Cultural relativism is a structuralist move, a form of bracketing that allows us to understand cultures as totalities by mentally cutting them off from moral dialogue with ourselves. It should not become a pretext for the abdication of moral responsibility in cases where dialogue is necessary, nor a means of defending historical losers against winners regardless of their relative merits.

An extreme example of cultural relativism misapplied is the contrast between our good will toward the Aztecs and our condemnatory attitude toward the Spanish conquistadors.  Montezuma is a tragic hero, Cortez a bloodthirsty scoundrel. From an authentically cultural-relativistic viewpoint, it is no doubt useful to understand why the Aztecs carried out human sacrifice on so vast a scale.  Martin Harris explains that in the absence of large edible animals in Central America, the value of humans as concentrated sources of protein became an important social fact: noblesse oblige required the socially important to offer tasty morsels to their clientele.

We need not approve human sacrifice to understand its structural utility. But we must take another step. Once we have understood why the Aztecs “needed” to sacrifice 10,000 human beings per year, we should bite the bullet and agree that, whatever the defects of Cortez’s brand of Christianity, it represented a higher level of morality than the society he defeated–something he could only have done with the collaboration of the Aztecs’ neighbors, who had good reason to forgo ethnic solidarity with their butchers.

 


The moral and the ethical attitudes can never be altogether reconciled, but they may be usefully articulated. Insofar as we wish to understand societies in themselves as functioning entities, we must consider their sacrificial practices as factors of stability.
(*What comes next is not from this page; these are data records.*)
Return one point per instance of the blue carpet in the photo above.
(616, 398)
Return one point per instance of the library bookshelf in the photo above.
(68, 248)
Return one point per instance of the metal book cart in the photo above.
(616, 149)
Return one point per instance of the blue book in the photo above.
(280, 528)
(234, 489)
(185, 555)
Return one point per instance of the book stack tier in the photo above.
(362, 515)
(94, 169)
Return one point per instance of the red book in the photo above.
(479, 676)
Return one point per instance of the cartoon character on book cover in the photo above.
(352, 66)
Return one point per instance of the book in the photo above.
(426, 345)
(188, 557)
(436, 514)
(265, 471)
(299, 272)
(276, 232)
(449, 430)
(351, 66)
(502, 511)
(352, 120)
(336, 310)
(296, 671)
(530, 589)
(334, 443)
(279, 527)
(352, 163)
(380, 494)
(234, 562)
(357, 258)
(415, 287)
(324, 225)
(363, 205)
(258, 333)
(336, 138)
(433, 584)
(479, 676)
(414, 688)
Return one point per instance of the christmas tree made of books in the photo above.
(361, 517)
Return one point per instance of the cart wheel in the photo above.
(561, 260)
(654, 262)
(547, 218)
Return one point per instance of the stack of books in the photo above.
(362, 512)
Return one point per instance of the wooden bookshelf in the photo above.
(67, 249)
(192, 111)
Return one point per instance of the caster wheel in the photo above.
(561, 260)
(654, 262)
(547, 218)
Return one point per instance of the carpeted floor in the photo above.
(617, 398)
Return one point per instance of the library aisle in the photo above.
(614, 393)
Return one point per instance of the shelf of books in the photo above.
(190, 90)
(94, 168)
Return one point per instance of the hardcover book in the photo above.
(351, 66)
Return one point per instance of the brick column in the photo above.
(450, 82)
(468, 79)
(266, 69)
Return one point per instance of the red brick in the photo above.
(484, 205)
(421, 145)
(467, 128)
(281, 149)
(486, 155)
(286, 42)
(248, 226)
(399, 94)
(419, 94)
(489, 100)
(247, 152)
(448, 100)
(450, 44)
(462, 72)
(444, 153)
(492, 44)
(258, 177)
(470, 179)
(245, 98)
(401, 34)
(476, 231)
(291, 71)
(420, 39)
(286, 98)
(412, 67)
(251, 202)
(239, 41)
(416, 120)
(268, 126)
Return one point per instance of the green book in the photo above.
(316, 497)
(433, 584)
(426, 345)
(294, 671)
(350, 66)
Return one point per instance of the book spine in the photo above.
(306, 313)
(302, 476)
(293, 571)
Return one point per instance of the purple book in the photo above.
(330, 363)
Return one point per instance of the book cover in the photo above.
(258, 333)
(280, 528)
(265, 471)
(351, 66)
At the same time, that both we and the members of these societies share the same fundamental moral model is demonstrated by the fact that over time, these practices are increasingly abandoned as morally repugnant–which is why we consider the Nazis worse than the Aztecs, and slavery worse in 19th-century America than in ancient Athens. Over the long haul, there is indeed morality in history; in the short term, the moral must make its peace with the ethical order. For we recall that the originary source of our moral intuition, the scene of the reciprocal exchange of language that defines us as human, was in the first place a means to prevent us–and by “us” I mean especially males–from killing each other. The sublimity of our moral ideals and the worst horrors of our ethical organizations are bound together by this common origin.

To the extent that we are not merely students of society but participants in it, we cannot deny the validity of our moral intuition. Once Kasinga’s case places us in dialogue with societies that practice FGM, we cannot shy away from judging those societies by the moral standards we apply to our own–not without noting the irony of a young woman fleeing genital mutilation to a country where young people of both sexes pay good money to have holes pierced and pieces of metal inserted into these same organs. (See Chronicle VII.)

My proposal is to replace victimary thinking not by Western triumphalism, but by an understanding of the common originary source of all our moral intuitions. The case of Fauziya Kasinga, a harbinger of more to come, suggests that this faith will increasingly be a prerequisite for constructive engagement in the intercultural and interpersonal dialogues of our era.